Department of Population Medicine, University of Guelph, Guelph, Ontario, Canada.
J Dairy Sci. 2010 Nov;93(11):5225-33. doi: 10.3168/jds.2010-3428.
The objectives of this observational study were to determine and compare diagnostic criteria for postpartum endometritis in dairy cows. Data generated from 1,044 Holstein cows (6 herds) enrolled in a randomized clinical trial were used. Cows were examined for endometritis at 35±3 d (exam 1) and 56±3 d (exam 2) after parturition, using endometrial cytology (cytobrush technique), vaginal discharge scoring (Metricheck device; Simcrotech, Hamilton, New Zealand), and cervical diameter measurement (transrectal palpation). Reproductive data were recorded until 200 d after parturition. Diagnostic criteria for cytological and clinical endometritis were determined based on detrimental effect on subsequent reproductive performance, using logistic regression and Cox proportional hazard models accounting for the effect of herd clustering. Comparison of diagnostic criteria was performed using endometrial cytology as reference test or by quantifying the agreement between diagnostic approaches. At exam 1, diagnostic criteria were ≥6% polymorphonuclear cells and mucopurulent or worse (purulent or foul) vaginal discharge for cytological and clinical endometritis, respectively.

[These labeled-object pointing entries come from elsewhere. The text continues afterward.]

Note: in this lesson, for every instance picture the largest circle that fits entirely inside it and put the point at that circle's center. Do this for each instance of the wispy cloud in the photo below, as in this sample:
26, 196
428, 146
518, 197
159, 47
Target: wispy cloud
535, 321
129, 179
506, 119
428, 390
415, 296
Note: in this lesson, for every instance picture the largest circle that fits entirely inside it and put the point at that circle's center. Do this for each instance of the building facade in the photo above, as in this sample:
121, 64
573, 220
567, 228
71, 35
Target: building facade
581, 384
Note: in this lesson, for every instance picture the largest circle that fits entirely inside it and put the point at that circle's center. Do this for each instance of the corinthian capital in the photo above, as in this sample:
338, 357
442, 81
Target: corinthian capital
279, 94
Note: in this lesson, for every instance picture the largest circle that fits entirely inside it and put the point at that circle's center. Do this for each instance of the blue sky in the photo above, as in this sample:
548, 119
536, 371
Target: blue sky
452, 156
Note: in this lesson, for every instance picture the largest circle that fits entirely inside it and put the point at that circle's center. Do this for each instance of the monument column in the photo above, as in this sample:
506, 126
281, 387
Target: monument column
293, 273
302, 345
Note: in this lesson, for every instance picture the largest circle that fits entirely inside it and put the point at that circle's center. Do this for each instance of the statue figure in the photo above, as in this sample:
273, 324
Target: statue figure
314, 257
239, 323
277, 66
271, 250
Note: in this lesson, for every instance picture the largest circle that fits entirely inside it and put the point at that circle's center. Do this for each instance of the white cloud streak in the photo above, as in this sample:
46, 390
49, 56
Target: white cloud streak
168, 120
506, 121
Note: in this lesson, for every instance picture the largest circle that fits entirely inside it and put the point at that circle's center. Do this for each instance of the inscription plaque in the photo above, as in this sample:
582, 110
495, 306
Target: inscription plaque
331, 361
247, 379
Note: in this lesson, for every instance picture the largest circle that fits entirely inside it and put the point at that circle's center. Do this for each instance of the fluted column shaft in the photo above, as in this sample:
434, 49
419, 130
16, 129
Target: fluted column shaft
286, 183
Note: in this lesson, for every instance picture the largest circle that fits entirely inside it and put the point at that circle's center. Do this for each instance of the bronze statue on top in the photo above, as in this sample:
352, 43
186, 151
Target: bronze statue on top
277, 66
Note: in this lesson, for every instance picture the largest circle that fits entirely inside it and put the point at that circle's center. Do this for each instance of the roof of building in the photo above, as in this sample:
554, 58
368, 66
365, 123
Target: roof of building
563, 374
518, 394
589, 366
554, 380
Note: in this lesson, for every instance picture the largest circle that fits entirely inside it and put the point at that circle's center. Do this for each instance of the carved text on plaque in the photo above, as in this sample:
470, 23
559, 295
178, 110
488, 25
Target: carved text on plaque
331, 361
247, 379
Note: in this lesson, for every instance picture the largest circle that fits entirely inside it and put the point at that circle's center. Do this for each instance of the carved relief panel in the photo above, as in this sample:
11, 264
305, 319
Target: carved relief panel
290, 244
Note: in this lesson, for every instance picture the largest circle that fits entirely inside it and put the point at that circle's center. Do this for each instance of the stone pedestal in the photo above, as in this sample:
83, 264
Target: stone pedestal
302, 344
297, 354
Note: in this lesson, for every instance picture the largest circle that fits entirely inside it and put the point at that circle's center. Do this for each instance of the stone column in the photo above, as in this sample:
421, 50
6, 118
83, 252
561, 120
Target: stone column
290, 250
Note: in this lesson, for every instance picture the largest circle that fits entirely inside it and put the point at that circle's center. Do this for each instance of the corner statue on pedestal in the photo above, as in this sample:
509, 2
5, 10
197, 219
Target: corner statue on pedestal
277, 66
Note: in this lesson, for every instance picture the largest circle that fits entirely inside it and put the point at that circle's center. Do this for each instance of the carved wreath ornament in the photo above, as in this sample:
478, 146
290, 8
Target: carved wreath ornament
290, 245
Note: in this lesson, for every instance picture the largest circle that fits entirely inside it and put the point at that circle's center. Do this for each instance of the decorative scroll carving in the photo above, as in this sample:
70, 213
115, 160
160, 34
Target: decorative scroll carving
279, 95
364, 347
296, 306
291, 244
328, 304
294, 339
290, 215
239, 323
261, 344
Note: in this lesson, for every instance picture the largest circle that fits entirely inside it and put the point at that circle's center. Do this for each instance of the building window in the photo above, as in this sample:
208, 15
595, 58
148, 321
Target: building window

At exam 2, diagnostic criteria were ≥4% polymorphonuclear cells and mucopurulent or worse vaginal discharge for cytological and clinical endometritis, respectively. Cows were classified as having cytological endometritis only, clinical endometritis only, or both cytological and clinical endometritis. Prevalence at exam 1 was 13.5, 9.4, and 5.8% for cytological endometritis only, clinical endometritis only, and both cytological and clinical endometritis, respectively. The detrimental effects of cytological and clinical endometritis on reproductive performance were additive. Among cows with clinical endometritis, only 38 and 36% had cytological endometritis at exam 1 and exam 2, respectively. Combination of diagnostic criteria improved neither the accuracy for predicting cytological endometritis nor the agreement between cytological and clinical endometritis. Overall, these results suggested that cytological and clinical endometritis may represent different manifestations of reproductive tract disease. They also suggested that use of the terminology clinical endometritis may not be accurate and that purulent vaginal discharge may be more descriptive.
本观察性研究的目的是确定和比较奶牛产后子宫内膜炎的诊断标准。使用了来自参加随机临床试验的 1044 头荷斯坦奶牛(6 个牛群)的数据。产后 35±3 天(检查 1)和 56±3 天(检查 2),使用子宫内膜细胞学( cytobrush 技术)、阴道分泌物评分(Metricheck 设备;Simcrotech,汉密尔顿,新西兰)和宫颈直径测量(直肠触诊)检查子宫内膜炎。记录繁殖数据直至产后 200 天。基于对随后繁殖性能的不利影响,使用逻辑回归和 Cox 比例风险模型确定细胞学和临床子宫内膜炎的诊断标准,同时考虑到牛群聚类的影响。使用子宫内膜细胞学作为参考测试或通过量化诊断方法之间的一致性来比较诊断标准。在检查 1 时,细胞学和临床子宫内膜炎的诊断标准分别为≥6%的多形核细胞和脓性或更差(脓性或恶臭)的阴道分泌物。在检查 2 时,细胞学和临床子宫内膜炎的诊断标准分别为≥4%的多形核细胞和脓性或更差的阴道分泌物。牛被分为仅细胞学子宫内膜炎、仅临床子宫内膜炎或细胞学和临床子宫内膜炎均有。检查 1 时,仅细胞学子宫内膜炎、仅临床子宫内膜炎和细胞学和临床子宫内膜炎的患病率分别为 13.5%、9.4%和 5.8%。细胞学和临床子宫内膜炎对繁殖性能的不利影响是累加的。在有临床子宫内膜炎的牛中,只有 38%和 36%在检查 1 和检查 2 时患有细胞学子宫内膜炎。组合诊断标准既不能提高预测细胞学子宫内膜炎的准确性,也不能提高细胞学和临床子宫内膜炎之间的一致性。总体而言,这些结果表明,细胞学和临床子宫内膜炎可能代表生殖道疾病的不同表现。它们还表明,使用临床子宫内膜炎的术语可能不准确,脓性阴道分泌物可能更具描述性。